Question

A dental drill accelerates from rest to $900\,rpm$ in $2\sec $ what is angular acceleration? How many revolutions does it make in coming to full speed?

Answer 1

Hint: In order to solve this question we need to understand angular acceleration. Angular acceleration is defined as the magnitude of torque exerted on the body per unit moment of inertia of an object which is revolving or it is defined as acceleration with which it rotates in a plane.

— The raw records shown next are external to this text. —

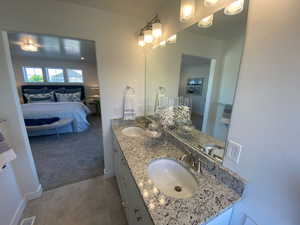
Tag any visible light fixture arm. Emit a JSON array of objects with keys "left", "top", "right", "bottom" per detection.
[{"left": 139, "top": 14, "right": 161, "bottom": 34}]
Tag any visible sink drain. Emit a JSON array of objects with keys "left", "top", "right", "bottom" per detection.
[{"left": 174, "top": 186, "right": 182, "bottom": 192}]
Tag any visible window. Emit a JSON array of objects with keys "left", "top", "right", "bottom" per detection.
[
  {"left": 23, "top": 67, "right": 44, "bottom": 82},
  {"left": 67, "top": 69, "right": 83, "bottom": 83},
  {"left": 46, "top": 68, "right": 64, "bottom": 82}
]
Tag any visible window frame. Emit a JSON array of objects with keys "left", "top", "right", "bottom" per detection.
[
  {"left": 22, "top": 66, "right": 45, "bottom": 83},
  {"left": 66, "top": 68, "right": 84, "bottom": 83},
  {"left": 45, "top": 67, "right": 65, "bottom": 83}
]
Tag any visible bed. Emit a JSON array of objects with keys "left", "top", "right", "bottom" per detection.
[{"left": 21, "top": 85, "right": 91, "bottom": 136}]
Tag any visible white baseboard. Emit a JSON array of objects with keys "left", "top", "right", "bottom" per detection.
[
  {"left": 24, "top": 184, "right": 43, "bottom": 201},
  {"left": 104, "top": 168, "right": 114, "bottom": 177},
  {"left": 9, "top": 199, "right": 26, "bottom": 225},
  {"left": 10, "top": 184, "right": 43, "bottom": 225}
]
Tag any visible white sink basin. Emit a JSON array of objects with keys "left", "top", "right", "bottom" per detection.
[
  {"left": 148, "top": 158, "right": 198, "bottom": 199},
  {"left": 122, "top": 127, "right": 145, "bottom": 137}
]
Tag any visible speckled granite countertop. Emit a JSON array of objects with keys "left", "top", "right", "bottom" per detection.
[{"left": 112, "top": 119, "right": 243, "bottom": 225}]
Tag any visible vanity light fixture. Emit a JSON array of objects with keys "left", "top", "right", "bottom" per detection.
[
  {"left": 152, "top": 44, "right": 159, "bottom": 49},
  {"left": 180, "top": 0, "right": 195, "bottom": 22},
  {"left": 204, "top": 0, "right": 219, "bottom": 7},
  {"left": 198, "top": 14, "right": 214, "bottom": 28},
  {"left": 167, "top": 34, "right": 177, "bottom": 44},
  {"left": 159, "top": 40, "right": 166, "bottom": 47},
  {"left": 144, "top": 30, "right": 153, "bottom": 44},
  {"left": 137, "top": 14, "right": 162, "bottom": 47},
  {"left": 224, "top": 0, "right": 244, "bottom": 15},
  {"left": 138, "top": 34, "right": 145, "bottom": 47},
  {"left": 152, "top": 22, "right": 162, "bottom": 38}
]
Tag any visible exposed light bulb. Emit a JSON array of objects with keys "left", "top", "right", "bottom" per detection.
[
  {"left": 138, "top": 35, "right": 145, "bottom": 47},
  {"left": 167, "top": 34, "right": 177, "bottom": 44},
  {"left": 198, "top": 14, "right": 214, "bottom": 28},
  {"left": 180, "top": 0, "right": 195, "bottom": 22},
  {"left": 204, "top": 0, "right": 219, "bottom": 7},
  {"left": 152, "top": 23, "right": 162, "bottom": 38},
  {"left": 224, "top": 0, "right": 244, "bottom": 15},
  {"left": 144, "top": 30, "right": 153, "bottom": 44},
  {"left": 138, "top": 182, "right": 144, "bottom": 188}
]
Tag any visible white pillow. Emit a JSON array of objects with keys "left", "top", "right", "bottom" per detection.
[
  {"left": 55, "top": 92, "right": 81, "bottom": 102},
  {"left": 24, "top": 92, "right": 54, "bottom": 103}
]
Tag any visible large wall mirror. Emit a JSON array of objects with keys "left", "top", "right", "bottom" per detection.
[{"left": 145, "top": 2, "right": 248, "bottom": 163}]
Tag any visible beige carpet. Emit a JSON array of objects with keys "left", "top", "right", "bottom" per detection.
[{"left": 21, "top": 176, "right": 128, "bottom": 225}]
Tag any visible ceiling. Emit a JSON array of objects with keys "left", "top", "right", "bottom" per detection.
[
  {"left": 8, "top": 32, "right": 97, "bottom": 63},
  {"left": 56, "top": 0, "right": 164, "bottom": 20},
  {"left": 186, "top": 5, "right": 248, "bottom": 40},
  {"left": 182, "top": 54, "right": 211, "bottom": 67}
]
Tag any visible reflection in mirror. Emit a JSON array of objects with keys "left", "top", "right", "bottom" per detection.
[{"left": 145, "top": 3, "right": 248, "bottom": 163}]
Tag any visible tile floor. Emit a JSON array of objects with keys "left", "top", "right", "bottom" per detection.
[{"left": 21, "top": 176, "right": 128, "bottom": 225}]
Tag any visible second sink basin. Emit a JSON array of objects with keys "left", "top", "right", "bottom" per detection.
[
  {"left": 148, "top": 158, "right": 198, "bottom": 199},
  {"left": 122, "top": 127, "right": 145, "bottom": 137}
]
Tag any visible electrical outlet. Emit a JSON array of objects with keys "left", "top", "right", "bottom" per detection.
[{"left": 227, "top": 140, "right": 242, "bottom": 164}]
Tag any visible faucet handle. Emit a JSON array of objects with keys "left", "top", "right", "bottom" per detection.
[{"left": 180, "top": 154, "right": 188, "bottom": 161}]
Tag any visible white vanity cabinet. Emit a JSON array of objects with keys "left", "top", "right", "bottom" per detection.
[
  {"left": 113, "top": 137, "right": 154, "bottom": 225},
  {"left": 113, "top": 136, "right": 233, "bottom": 225},
  {"left": 204, "top": 208, "right": 232, "bottom": 225}
]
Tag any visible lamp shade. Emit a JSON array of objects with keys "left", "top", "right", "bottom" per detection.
[
  {"left": 198, "top": 14, "right": 214, "bottom": 28},
  {"left": 180, "top": 0, "right": 195, "bottom": 22},
  {"left": 224, "top": 0, "right": 244, "bottom": 15},
  {"left": 159, "top": 40, "right": 166, "bottom": 47},
  {"left": 167, "top": 34, "right": 177, "bottom": 44},
  {"left": 138, "top": 35, "right": 145, "bottom": 47},
  {"left": 144, "top": 30, "right": 153, "bottom": 43},
  {"left": 152, "top": 23, "right": 162, "bottom": 38}
]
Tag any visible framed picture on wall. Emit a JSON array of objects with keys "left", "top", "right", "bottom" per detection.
[{"left": 186, "top": 78, "right": 203, "bottom": 95}]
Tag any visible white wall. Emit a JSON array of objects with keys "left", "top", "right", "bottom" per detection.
[
  {"left": 0, "top": 32, "right": 40, "bottom": 225},
  {"left": 213, "top": 34, "right": 245, "bottom": 141},
  {"left": 0, "top": 0, "right": 144, "bottom": 224},
  {"left": 12, "top": 56, "right": 99, "bottom": 100},
  {"left": 224, "top": 0, "right": 300, "bottom": 224}
]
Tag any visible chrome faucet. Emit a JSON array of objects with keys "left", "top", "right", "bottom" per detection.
[{"left": 180, "top": 153, "right": 203, "bottom": 174}]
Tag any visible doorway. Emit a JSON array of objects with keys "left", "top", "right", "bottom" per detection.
[
  {"left": 7, "top": 31, "right": 104, "bottom": 190},
  {"left": 179, "top": 54, "right": 213, "bottom": 131}
]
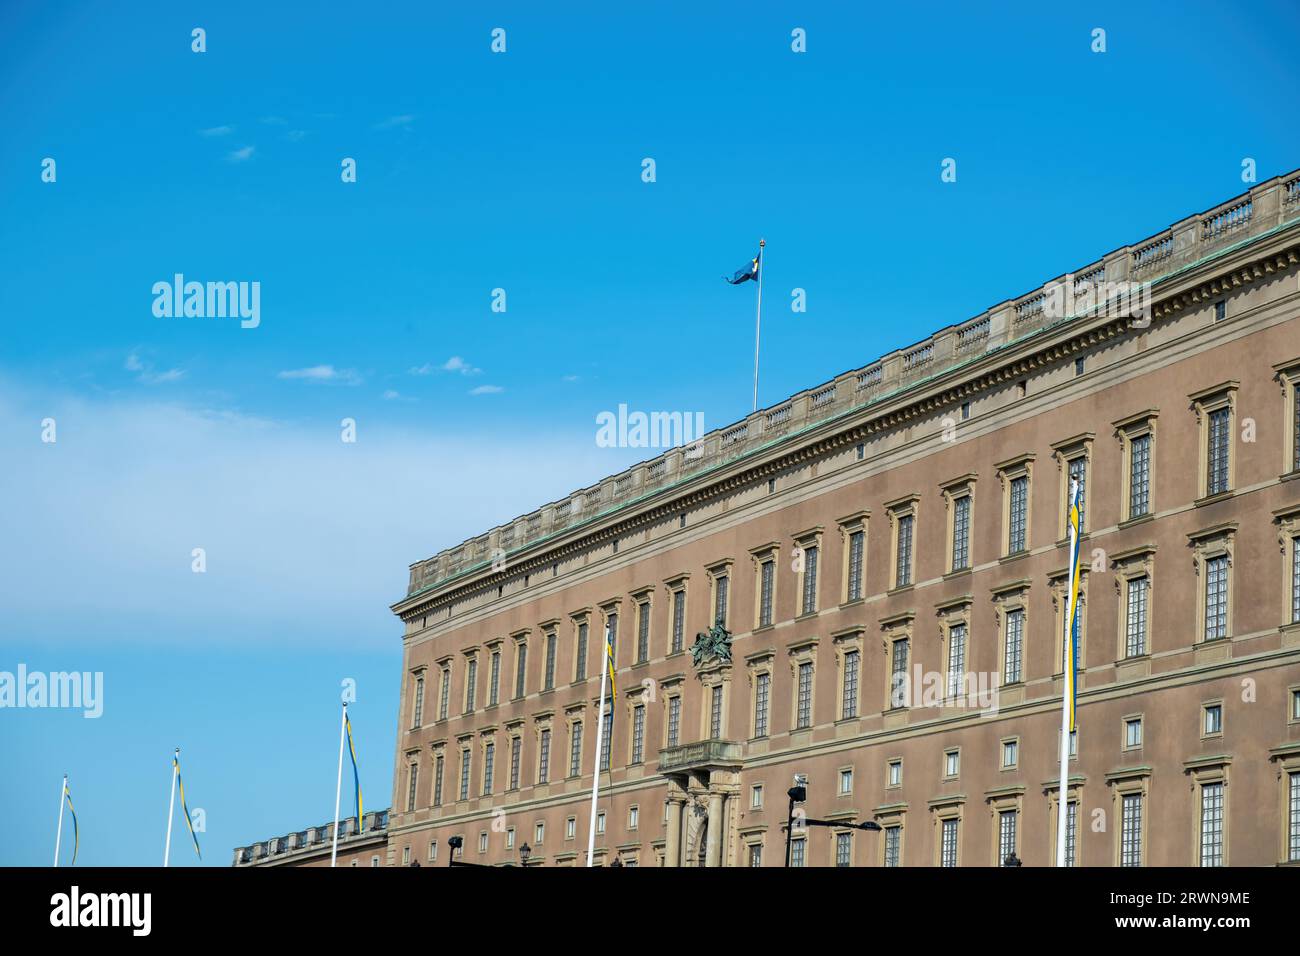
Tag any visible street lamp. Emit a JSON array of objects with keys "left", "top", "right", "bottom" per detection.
[
  {"left": 1003, "top": 853, "right": 1022, "bottom": 867},
  {"left": 446, "top": 835, "right": 463, "bottom": 867},
  {"left": 785, "top": 781, "right": 881, "bottom": 866},
  {"left": 519, "top": 842, "right": 531, "bottom": 867}
]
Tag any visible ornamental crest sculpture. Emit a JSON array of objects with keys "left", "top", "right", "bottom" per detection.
[{"left": 690, "top": 622, "right": 733, "bottom": 668}]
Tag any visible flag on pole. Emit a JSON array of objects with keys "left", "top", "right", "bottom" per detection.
[
  {"left": 63, "top": 782, "right": 78, "bottom": 866},
  {"left": 725, "top": 247, "right": 762, "bottom": 284},
  {"left": 345, "top": 708, "right": 363, "bottom": 827},
  {"left": 173, "top": 753, "right": 202, "bottom": 860},
  {"left": 604, "top": 630, "right": 617, "bottom": 700},
  {"left": 1064, "top": 481, "right": 1083, "bottom": 732}
]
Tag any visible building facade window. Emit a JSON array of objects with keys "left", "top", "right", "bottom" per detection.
[
  {"left": 889, "top": 637, "right": 909, "bottom": 709},
  {"left": 667, "top": 695, "right": 681, "bottom": 747},
  {"left": 796, "top": 661, "right": 813, "bottom": 729},
  {"left": 1205, "top": 554, "right": 1229, "bottom": 641},
  {"left": 940, "top": 818, "right": 959, "bottom": 867},
  {"left": 433, "top": 753, "right": 444, "bottom": 807},
  {"left": 463, "top": 657, "right": 478, "bottom": 715},
  {"left": 1120, "top": 793, "right": 1143, "bottom": 867},
  {"left": 951, "top": 494, "right": 971, "bottom": 571},
  {"left": 1289, "top": 772, "right": 1300, "bottom": 862},
  {"left": 1064, "top": 801, "right": 1077, "bottom": 867},
  {"left": 458, "top": 747, "right": 471, "bottom": 801},
  {"left": 835, "top": 832, "right": 852, "bottom": 867},
  {"left": 631, "top": 704, "right": 646, "bottom": 763},
  {"left": 759, "top": 559, "right": 775, "bottom": 627},
  {"left": 945, "top": 623, "right": 967, "bottom": 700},
  {"left": 712, "top": 571, "right": 730, "bottom": 627},
  {"left": 537, "top": 728, "right": 551, "bottom": 784},
  {"left": 411, "top": 674, "right": 425, "bottom": 728},
  {"left": 509, "top": 736, "right": 522, "bottom": 790},
  {"left": 841, "top": 649, "right": 859, "bottom": 719},
  {"left": 544, "top": 630, "right": 557, "bottom": 690},
  {"left": 753, "top": 672, "right": 770, "bottom": 738},
  {"left": 1191, "top": 382, "right": 1238, "bottom": 499},
  {"left": 406, "top": 761, "right": 418, "bottom": 811},
  {"left": 636, "top": 599, "right": 651, "bottom": 664},
  {"left": 1125, "top": 576, "right": 1149, "bottom": 657},
  {"left": 748, "top": 844, "right": 763, "bottom": 867},
  {"left": 488, "top": 648, "right": 501, "bottom": 706},
  {"left": 482, "top": 740, "right": 495, "bottom": 795},
  {"left": 894, "top": 515, "right": 914, "bottom": 587},
  {"left": 1200, "top": 781, "right": 1224, "bottom": 867},
  {"left": 1008, "top": 477, "right": 1028, "bottom": 552},
  {"left": 997, "top": 454, "right": 1035, "bottom": 557},
  {"left": 1207, "top": 407, "right": 1231, "bottom": 497},
  {"left": 575, "top": 619, "right": 589, "bottom": 681},
  {"left": 884, "top": 826, "right": 901, "bottom": 867},
  {"left": 599, "top": 709, "right": 613, "bottom": 771},
  {"left": 514, "top": 638, "right": 528, "bottom": 699},
  {"left": 705, "top": 684, "right": 722, "bottom": 739},
  {"left": 439, "top": 665, "right": 450, "bottom": 721},
  {"left": 998, "top": 810, "right": 1018, "bottom": 865},
  {"left": 568, "top": 721, "right": 583, "bottom": 778},
  {"left": 671, "top": 586, "right": 686, "bottom": 653},
  {"left": 790, "top": 838, "right": 806, "bottom": 868},
  {"left": 1004, "top": 607, "right": 1024, "bottom": 684},
  {"left": 801, "top": 545, "right": 819, "bottom": 615},
  {"left": 847, "top": 530, "right": 865, "bottom": 601}
]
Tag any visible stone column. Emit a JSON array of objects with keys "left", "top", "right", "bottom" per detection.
[
  {"left": 705, "top": 790, "right": 724, "bottom": 867},
  {"left": 665, "top": 796, "right": 684, "bottom": 867}
]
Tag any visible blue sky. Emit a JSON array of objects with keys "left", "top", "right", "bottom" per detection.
[{"left": 2, "top": 1, "right": 1299, "bottom": 865}]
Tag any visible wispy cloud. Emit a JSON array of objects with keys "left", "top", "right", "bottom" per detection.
[
  {"left": 125, "top": 351, "right": 185, "bottom": 385},
  {"left": 469, "top": 384, "right": 504, "bottom": 395},
  {"left": 259, "top": 115, "right": 287, "bottom": 126},
  {"left": 375, "top": 114, "right": 415, "bottom": 130},
  {"left": 409, "top": 356, "right": 482, "bottom": 376},
  {"left": 562, "top": 374, "right": 580, "bottom": 382},
  {"left": 277, "top": 365, "right": 361, "bottom": 385},
  {"left": 381, "top": 389, "right": 401, "bottom": 400},
  {"left": 285, "top": 129, "right": 308, "bottom": 142},
  {"left": 226, "top": 145, "right": 256, "bottom": 163},
  {"left": 199, "top": 125, "right": 234, "bottom": 137}
]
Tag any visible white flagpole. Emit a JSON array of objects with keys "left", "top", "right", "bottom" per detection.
[
  {"left": 585, "top": 621, "right": 611, "bottom": 867},
  {"left": 164, "top": 748, "right": 179, "bottom": 867},
  {"left": 331, "top": 702, "right": 348, "bottom": 867},
  {"left": 752, "top": 238, "right": 766, "bottom": 413},
  {"left": 54, "top": 774, "right": 67, "bottom": 867},
  {"left": 1055, "top": 478, "right": 1080, "bottom": 867}
]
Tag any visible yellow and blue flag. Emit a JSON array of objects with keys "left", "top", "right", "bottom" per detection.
[
  {"left": 63, "top": 782, "right": 78, "bottom": 866},
  {"left": 173, "top": 754, "right": 202, "bottom": 860},
  {"left": 345, "top": 709, "right": 363, "bottom": 828},
  {"left": 1064, "top": 480, "right": 1083, "bottom": 732},
  {"left": 604, "top": 624, "right": 617, "bottom": 699},
  {"left": 725, "top": 247, "right": 762, "bottom": 285}
]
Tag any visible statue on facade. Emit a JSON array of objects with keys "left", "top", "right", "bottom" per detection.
[{"left": 690, "top": 622, "right": 733, "bottom": 667}]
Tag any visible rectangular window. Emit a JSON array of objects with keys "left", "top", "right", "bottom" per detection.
[
  {"left": 796, "top": 661, "right": 813, "bottom": 729},
  {"left": 1200, "top": 782, "right": 1224, "bottom": 867},
  {"left": 713, "top": 574, "right": 729, "bottom": 627},
  {"left": 459, "top": 748, "right": 471, "bottom": 801},
  {"left": 1121, "top": 793, "right": 1143, "bottom": 866},
  {"left": 464, "top": 659, "right": 477, "bottom": 714},
  {"left": 748, "top": 844, "right": 763, "bottom": 867},
  {"left": 1292, "top": 536, "right": 1300, "bottom": 624},
  {"left": 753, "top": 673, "right": 770, "bottom": 738},
  {"left": 544, "top": 632, "right": 557, "bottom": 690},
  {"left": 1068, "top": 456, "right": 1087, "bottom": 532},
  {"left": 759, "top": 560, "right": 775, "bottom": 627},
  {"left": 801, "top": 546, "right": 819, "bottom": 615},
  {"left": 944, "top": 750, "right": 960, "bottom": 778},
  {"left": 835, "top": 832, "right": 852, "bottom": 867},
  {"left": 636, "top": 601, "right": 650, "bottom": 663},
  {"left": 839, "top": 768, "right": 853, "bottom": 795},
  {"left": 1204, "top": 554, "right": 1228, "bottom": 641},
  {"left": 887, "top": 760, "right": 902, "bottom": 787},
  {"left": 667, "top": 696, "right": 681, "bottom": 747},
  {"left": 1125, "top": 717, "right": 1143, "bottom": 748},
  {"left": 1002, "top": 739, "right": 1018, "bottom": 768},
  {"left": 895, "top": 515, "right": 914, "bottom": 587},
  {"left": 1008, "top": 476, "right": 1028, "bottom": 553},
  {"left": 575, "top": 621, "right": 589, "bottom": 680},
  {"left": 411, "top": 675, "right": 425, "bottom": 728},
  {"left": 538, "top": 729, "right": 551, "bottom": 784},
  {"left": 847, "top": 530, "right": 865, "bottom": 601},
  {"left": 791, "top": 838, "right": 806, "bottom": 868},
  {"left": 1207, "top": 407, "right": 1231, "bottom": 496},
  {"left": 751, "top": 785, "right": 763, "bottom": 809},
  {"left": 439, "top": 667, "right": 450, "bottom": 720},
  {"left": 1204, "top": 704, "right": 1222, "bottom": 736},
  {"left": 482, "top": 741, "right": 495, "bottom": 795},
  {"left": 709, "top": 685, "right": 723, "bottom": 738},
  {"left": 565, "top": 818, "right": 575, "bottom": 839},
  {"left": 671, "top": 589, "right": 686, "bottom": 653},
  {"left": 1125, "top": 576, "right": 1149, "bottom": 658},
  {"left": 433, "top": 754, "right": 444, "bottom": 807},
  {"left": 940, "top": 819, "right": 958, "bottom": 867},
  {"left": 406, "top": 763, "right": 418, "bottom": 812},
  {"left": 488, "top": 650, "right": 501, "bottom": 707},
  {"left": 568, "top": 722, "right": 583, "bottom": 777},
  {"left": 1289, "top": 772, "right": 1300, "bottom": 862},
  {"left": 1129, "top": 433, "right": 1151, "bottom": 518},
  {"left": 946, "top": 624, "right": 966, "bottom": 699},
  {"left": 509, "top": 737, "right": 521, "bottom": 790},
  {"left": 890, "top": 639, "right": 909, "bottom": 709},
  {"left": 841, "top": 650, "right": 859, "bottom": 719},
  {"left": 1064, "top": 801, "right": 1077, "bottom": 867},
  {"left": 631, "top": 704, "right": 646, "bottom": 763},
  {"left": 599, "top": 710, "right": 613, "bottom": 771},
  {"left": 998, "top": 810, "right": 1017, "bottom": 865},
  {"left": 884, "top": 826, "right": 901, "bottom": 867},
  {"left": 514, "top": 642, "right": 527, "bottom": 698},
  {"left": 1004, "top": 608, "right": 1024, "bottom": 684},
  {"left": 951, "top": 496, "right": 970, "bottom": 571}
]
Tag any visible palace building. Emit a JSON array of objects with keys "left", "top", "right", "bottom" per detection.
[{"left": 236, "top": 169, "right": 1300, "bottom": 867}]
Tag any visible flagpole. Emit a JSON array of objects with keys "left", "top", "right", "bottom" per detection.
[
  {"left": 331, "top": 702, "right": 347, "bottom": 867},
  {"left": 164, "top": 748, "right": 179, "bottom": 867},
  {"left": 585, "top": 621, "right": 611, "bottom": 867},
  {"left": 54, "top": 774, "right": 67, "bottom": 867},
  {"left": 1055, "top": 478, "right": 1080, "bottom": 867},
  {"left": 752, "top": 238, "right": 765, "bottom": 413}
]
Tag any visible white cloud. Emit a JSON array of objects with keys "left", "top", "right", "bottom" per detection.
[
  {"left": 409, "top": 356, "right": 482, "bottom": 377},
  {"left": 199, "top": 125, "right": 234, "bottom": 137},
  {"left": 0, "top": 378, "right": 609, "bottom": 648},
  {"left": 469, "top": 384, "right": 504, "bottom": 395},
  {"left": 375, "top": 114, "right": 415, "bottom": 130},
  {"left": 125, "top": 351, "right": 184, "bottom": 385},
  {"left": 227, "top": 145, "right": 255, "bottom": 162},
  {"left": 382, "top": 389, "right": 401, "bottom": 400},
  {"left": 277, "top": 365, "right": 361, "bottom": 385}
]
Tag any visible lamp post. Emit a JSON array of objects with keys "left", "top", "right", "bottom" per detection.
[
  {"left": 446, "top": 835, "right": 463, "bottom": 867},
  {"left": 519, "top": 842, "right": 531, "bottom": 867},
  {"left": 785, "top": 781, "right": 882, "bottom": 866},
  {"left": 1003, "top": 853, "right": 1022, "bottom": 867}
]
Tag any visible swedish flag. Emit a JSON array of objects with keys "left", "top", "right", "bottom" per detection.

Also like the translation motion we can use here three equations of motion provided that angular acceleration remains constant throughout the motion just like translation where we use the equation of motion only when the acceleration is constant.

Complete step by step answer:
Let the initial angular velocity be ${\omega _i} = 0$ (given in question).
Also the final angular velocity be, ${\omega _f} = 900\,rpm$ (given in question).
${\omega _f} = \dfrac{{900}}{{60}}\,rps$
$\Rightarrow {\omega _f} = 15rps$
where rpm stands for rotations per minute while rps stands for rotations per second.
Let the angular acceleration be, $\alpha $. And time taken to revolve is given as, $t = 2\sec $.So using equation of motion in rotation we get,
${\omega _f} = {\omega _i} + \alpha t$
Angular acceleration is,
$\alpha = \dfrac{{{\omega _f} - {\omega _i}}}{t}$

Putting values we get,
$\alpha = \dfrac{{15 - 0}}{2}$
$\Rightarrow \alpha = 7.5\,rp{s^{ - 2}}$
So the angular acceleration is given as, $\alpha = 7.5\,rp{s^{ - 2}}$.
To find the number of rotations, let the number of rotations be by $\theta $. So using equation of motion we get,
\[\theta = {\omega _i}t + \dfrac{1}{2}\alpha {t^2}\]
Putting values we get,
\[\theta = (0)(2) + \dfrac{1}{2}(7.5){(2)^2}\]
\[\Rightarrow \theta = \dfrac{1}{2}(7.5)(4)\]
\[\therefore \theta = 15\,revolution\]

So it would take a $15$ revolution to come in full speed.

Note: It should be remembered that we can use equations of motion in rotation only when the angular acceleration remains constant through the revolution. If the angular acceleration varies then we would not use an equation of motion rather than we use a differential definition of angular acceleration to find the equation of motion.